If you got defensive and it turned into a full-blown argument, then that should tell you something. Whether you had a real reason to check, such as work, or you just were doing it habitually, something in your life needs to adjust.
It isn't just in your home life. Maybe your manager at work tells you to put your phone away, but you can't help pulling it back out again. If the need to use your phone outweighs the risk of getting in trouble or even being fired, then your priorities are off.
6. It puts you in danger
Texting while driving is a serious problem, resulting in more than a million crashes every year. In fact, using your phone while driving increases your risk of crashing up to 23 times. However, look around on the road and far too many people are still doing it.
Some just think that it doesn't affect their driving, but some drivers literally can't make an entire trip to work or the store without checking their phone. Or perhaps they get a text notification and can't help looking to see who it was.
When using your phone puts your life in danger, but you can't stop using it, then that should be a wake-up call. Oh, and in case this thought it running through your head, it doesn't matter how good of a driver you are, or what "precautions" you take, looking at your phone while driving is always dangerous.
7. You can't stop
Maybe you read the above points and realized you might have a problem if just a slight one. So you decide you're only going to use your phone when you need to, and the rest of the time you won't look at it.
Maybe it works for a day or two, but then you find yourself using the phone just as much as you did before. That's called a relapse, and its a common problem for addicts. At that point, we recommend getting some outside help.
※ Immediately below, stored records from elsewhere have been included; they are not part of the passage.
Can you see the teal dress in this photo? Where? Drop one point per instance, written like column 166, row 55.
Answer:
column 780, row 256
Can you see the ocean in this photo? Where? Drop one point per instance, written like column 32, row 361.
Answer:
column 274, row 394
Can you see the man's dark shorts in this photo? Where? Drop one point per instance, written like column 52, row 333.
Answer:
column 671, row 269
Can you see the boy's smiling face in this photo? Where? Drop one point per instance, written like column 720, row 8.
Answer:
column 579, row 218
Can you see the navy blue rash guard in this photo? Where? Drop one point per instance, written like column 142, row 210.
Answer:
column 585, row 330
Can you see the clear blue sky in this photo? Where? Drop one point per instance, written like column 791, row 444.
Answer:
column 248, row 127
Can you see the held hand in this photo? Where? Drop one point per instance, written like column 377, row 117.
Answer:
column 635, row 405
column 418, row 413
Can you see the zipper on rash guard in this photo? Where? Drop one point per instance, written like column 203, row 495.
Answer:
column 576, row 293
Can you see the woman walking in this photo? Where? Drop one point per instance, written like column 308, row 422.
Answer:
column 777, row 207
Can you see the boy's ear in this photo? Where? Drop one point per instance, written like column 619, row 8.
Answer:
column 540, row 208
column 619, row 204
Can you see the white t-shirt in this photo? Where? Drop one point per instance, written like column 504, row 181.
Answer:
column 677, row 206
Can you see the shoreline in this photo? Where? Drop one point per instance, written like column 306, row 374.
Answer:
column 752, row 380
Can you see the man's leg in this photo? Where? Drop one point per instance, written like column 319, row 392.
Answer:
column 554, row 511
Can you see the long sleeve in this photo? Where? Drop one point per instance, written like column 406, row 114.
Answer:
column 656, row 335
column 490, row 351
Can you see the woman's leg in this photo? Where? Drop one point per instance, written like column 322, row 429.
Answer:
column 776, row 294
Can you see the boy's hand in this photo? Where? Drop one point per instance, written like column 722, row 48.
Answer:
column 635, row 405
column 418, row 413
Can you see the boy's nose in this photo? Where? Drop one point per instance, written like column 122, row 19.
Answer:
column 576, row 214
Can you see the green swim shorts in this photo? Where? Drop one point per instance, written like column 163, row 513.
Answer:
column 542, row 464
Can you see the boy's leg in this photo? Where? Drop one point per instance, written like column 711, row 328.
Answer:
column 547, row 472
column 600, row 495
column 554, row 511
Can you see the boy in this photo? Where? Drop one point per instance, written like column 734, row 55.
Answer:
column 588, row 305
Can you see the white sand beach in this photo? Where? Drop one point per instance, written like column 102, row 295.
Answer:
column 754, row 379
Ideas to start dealing with smartphone addiction
If you think you're truly addicted, seeing a professional therapist or counselor is probably the best thing you can do. They can help you develop a plan or recommend support groups. Even if it turns out you just have a mild dependency, it's still good to catch it early and keep it from getting worse.
If you need to go cold turkey, you can look into a program like reSTART. It offers an 8-to-12-week retreat that gets you completely away from technology and helps you create a plan for avoiding addiction in the future.
On your own, you can work with a friend or family member to slowly get a handle on your use. For example, you could go to lunch with a friend and let them hold your phone for you so you can't check it. Or maybe you could let a spouse lock up your phone at night.
Determine what triggers your phone use, such as being bored or anxious, and tackle the underlying causes. For example, find an alternative to using the smartphone such as reading a book or breathing exercises.
Another option is to switch from a smartphone to a basic feature phone. While you'll still be tempted to check for texts, you won't have millions of apps, streaming videos or the internet beckoning you.